Opinion
(June Term, 1843.)
1. It is a good defense to an indictment for an assault and battery, that the defendant struck the prosecutor to prevent his taking away the defendant's goods and chattels, the prosecutor professing to seize them as constable, by virtue of an execution, but not having lawfully appointed a constable.
2. Where the only evidence of the appointment of one to be a Constable was an order of the County Court in the following words: "Ordered that G.S. be appointed Constable, and that he enter into bond in the sum of four thousand dollars, with J. O. and K. P., his sureties": Held that this was a void act of the Court, and conferred no authority, it not appearing that any case existed in which they could by law exercise the power of appointing a Constable.
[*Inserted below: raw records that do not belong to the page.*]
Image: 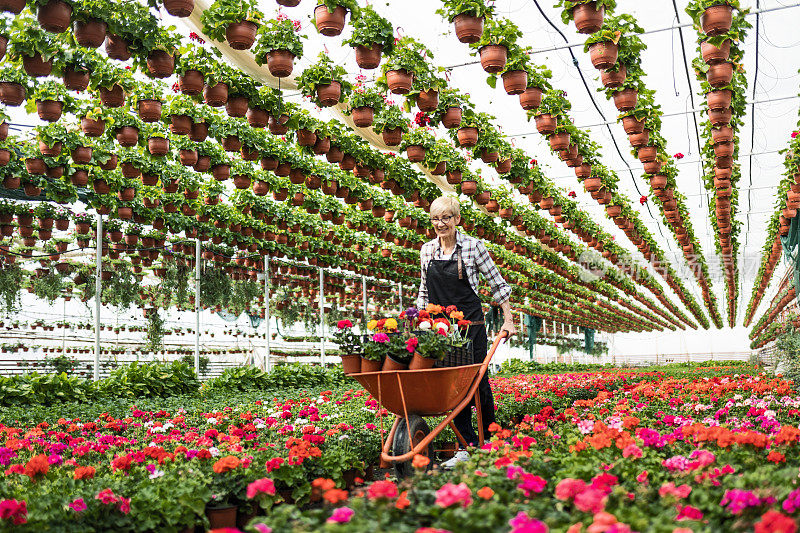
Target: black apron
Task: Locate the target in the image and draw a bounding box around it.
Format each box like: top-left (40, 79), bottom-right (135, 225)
top-left (425, 245), bottom-right (495, 444)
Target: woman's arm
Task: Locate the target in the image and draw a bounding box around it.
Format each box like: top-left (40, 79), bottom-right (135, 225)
top-left (474, 241), bottom-right (516, 335)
3. It is not necessary that the defendant should have made an objection to the prosecutor's authority, at the time the assault was committed.
APPEAL from Pearson, J., Spring Term, 1843, of GATES.
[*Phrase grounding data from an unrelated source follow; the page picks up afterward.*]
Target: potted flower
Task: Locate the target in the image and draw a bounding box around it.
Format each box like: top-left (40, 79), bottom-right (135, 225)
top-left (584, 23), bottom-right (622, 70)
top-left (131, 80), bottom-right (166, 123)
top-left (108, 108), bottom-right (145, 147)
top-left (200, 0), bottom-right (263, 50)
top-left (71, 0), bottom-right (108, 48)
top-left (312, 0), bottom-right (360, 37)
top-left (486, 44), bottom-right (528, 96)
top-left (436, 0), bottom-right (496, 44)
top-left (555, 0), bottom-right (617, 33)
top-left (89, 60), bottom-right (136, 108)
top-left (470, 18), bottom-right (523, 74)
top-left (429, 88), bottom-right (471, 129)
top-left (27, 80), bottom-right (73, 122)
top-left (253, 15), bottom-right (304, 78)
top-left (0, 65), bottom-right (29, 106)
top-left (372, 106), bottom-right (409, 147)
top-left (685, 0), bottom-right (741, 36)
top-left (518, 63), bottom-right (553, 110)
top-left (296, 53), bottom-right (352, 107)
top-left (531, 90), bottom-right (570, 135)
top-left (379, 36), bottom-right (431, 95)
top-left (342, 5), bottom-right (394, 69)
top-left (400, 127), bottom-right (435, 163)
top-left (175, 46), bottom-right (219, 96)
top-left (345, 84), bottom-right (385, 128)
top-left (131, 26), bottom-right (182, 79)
The defendant was indicted and tried for an assault and battery upon the prosecutor, who alleged that he was a constable. The facts were that the prosecutor had a writ of fieri facias against the (358) defendant, issued by a justice of the peace of Gates County to any lawful officer to execute, and under the said execution seized the goods of the defendant, and the defendant committed the assault in attempting to remove the goods from the possession of the prosecutor. The appointment of the prosecutor as constable appeared from the records of the county court of Gates, to be in the following words, to wit: "Ordered that George W. Smith be appointed constable, and that he enter into bond in the sum of four thousand dollars, with John W. Odom and K. Parker his sureties." Bond was given accordingly, and nothing further in regard to his appointment appeared. The defendant then insisted that the said Smith was not, by an appointment so made, invested in the rights and powers of a constable, and that he had no right to seize the defendant's goods by virtue of the execution, inasmuch as it was only directed to a lawful officer. His Honor was of opinion, that as the defendant did not, at the time the assault was committed, insist on the defective appointment, he could not now take the objection. The defendant was convicted, and a new trial having been refused and judgment pronounced against him, he appealed to the Supreme Court.
Attorney-General for the State.
No counsel for the defendant.
If it was necessary to prevent the prosecutor from taking or carrying away from the presence of the defendant his personal property, he might strike in defence of the same, if the prosecutor was not then a lawful officer. To make the defendant criminal, the onus lay on the State, to show that the prosecutor was at the time a lawful officer and armed with a lawful execution. The defendant not (359) raising the objection at the time, in our opinion makes no difference. The prosecutor certainly was not a lawful officer. The county court of Gates had no general authority to appoint constables for the county. The county court, seven justices being present, may appoint a constable, if any of the contingencies happen which are mentioned in section 4, chapter 24, Revised Statutes. The record of the appointment of the prosecutor to be constable, does not show that any one of the said contingencies or events had occurred; and there was no parol evidence, if competent, tending to supply that deficiency in the record.
PER CURIAM. New trial.
Cited: S. v. Magness, 26 N.C. 219; Burke v. Elliott, Ib., 362.